Here’s how it would look, with all principles taken into account

//No need for a base class, to make these functions as re-usable as possible
function getChannel($section) {
	$c = Heap::construct('HeapChannel')->loadBy($section);
	return $c;
}
function getFeaturedQuery($type, HeapChannel $channel) {
	$q = Heap::construct('HeapAtom')->getQuery();
	$q->where(array(
		'type' => $type, 
		'channel_id' => $channel->id));
	return $q;
}
function addMyModel($obj) {
	$obj->set('related_mymodel', Heap::construct('MyModel')->loadBy('atom_id', $obj->id));
	return $obj;
}
function addReactionCount($obj) {
	$q = Heap::construct('HeapReaction')->getQuery();
	$q->where('subject_id', '=', $obj->id);
	$q->where('subject_class', '=', 'HeapAtom');
	$obj->set('reaction_count', $q->toCount());
	return $obj;
}

class MyController extends HeapController
{
	public function index() {
		$fq = compose(
			'getFeaturedQuery', 
			'CFUQuery::toObjects', 
			partial("CFUResultSet::map", "addMyModel"));
		$featured = $fq('post', $this->getChannel('Home'));
		$this->set('featured', $featured);
		
		return $this->render('home.tpl');
	}
	public function credits() {
		$fq = compose(
			'getFeaturedQuery', 
			'CFUQuery::toObjects', 
			partial("CFUResultSet::map", "addReactionCount"));
		$featured = $fq('post', $this->getChannel('Credits'));
		$this->set('featured', $featured);
		
		return $this->render('credits.tpl');
	}
}

Disadvantages to the FP method

  • More time-consuming for quick-and-dirty projects unless you are really experienced
  • Forces you to name more things, which is a difficult thing to do
  • In PHP, there is a performance cost to partial() and compose(). It’s not enough to become noticeable in normal website routes, but when mapping over large arrays (such as in scripts), it’s better to use native, named functions.
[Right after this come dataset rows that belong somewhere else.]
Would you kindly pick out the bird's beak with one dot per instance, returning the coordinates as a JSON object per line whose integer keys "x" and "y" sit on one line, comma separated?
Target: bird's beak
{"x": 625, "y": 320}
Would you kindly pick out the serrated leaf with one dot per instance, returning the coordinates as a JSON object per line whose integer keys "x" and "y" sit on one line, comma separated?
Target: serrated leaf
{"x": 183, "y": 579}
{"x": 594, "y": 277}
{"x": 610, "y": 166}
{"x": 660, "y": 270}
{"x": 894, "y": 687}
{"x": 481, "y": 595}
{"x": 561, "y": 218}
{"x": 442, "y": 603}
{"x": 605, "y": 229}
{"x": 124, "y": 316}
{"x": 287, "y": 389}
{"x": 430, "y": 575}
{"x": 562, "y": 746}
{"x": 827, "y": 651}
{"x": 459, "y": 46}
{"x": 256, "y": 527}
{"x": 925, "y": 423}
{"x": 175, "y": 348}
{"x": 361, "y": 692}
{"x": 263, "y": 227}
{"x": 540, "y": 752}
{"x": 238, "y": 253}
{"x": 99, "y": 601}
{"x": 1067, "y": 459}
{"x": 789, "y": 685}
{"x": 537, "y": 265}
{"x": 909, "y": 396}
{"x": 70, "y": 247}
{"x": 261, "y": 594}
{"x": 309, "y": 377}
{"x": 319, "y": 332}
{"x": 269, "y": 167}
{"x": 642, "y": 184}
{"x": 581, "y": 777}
Things I will still miss from Haskell:

  • Fast performance of compiled language.
  • Compiler strongly enforces all the principles above (you CAN’T not follow them) through Types!
  • Type information is preserved in function composition/partial application.
  • Laziness (values are only computed on-demand).
  1. For the sake of argument, we consider the Heap config to be a series of immutable constants, and therefore not part of the state. 

  2. Note that aspects are among the most stable and bug-free parts of CFU3 (coincidence?). 

  3. Because functions do not carry type information in PHP, the interpreter will not help you if you try to compose functions with non-matching types; it will only give an error (which may be fatal or not) when you try to execute the composed function.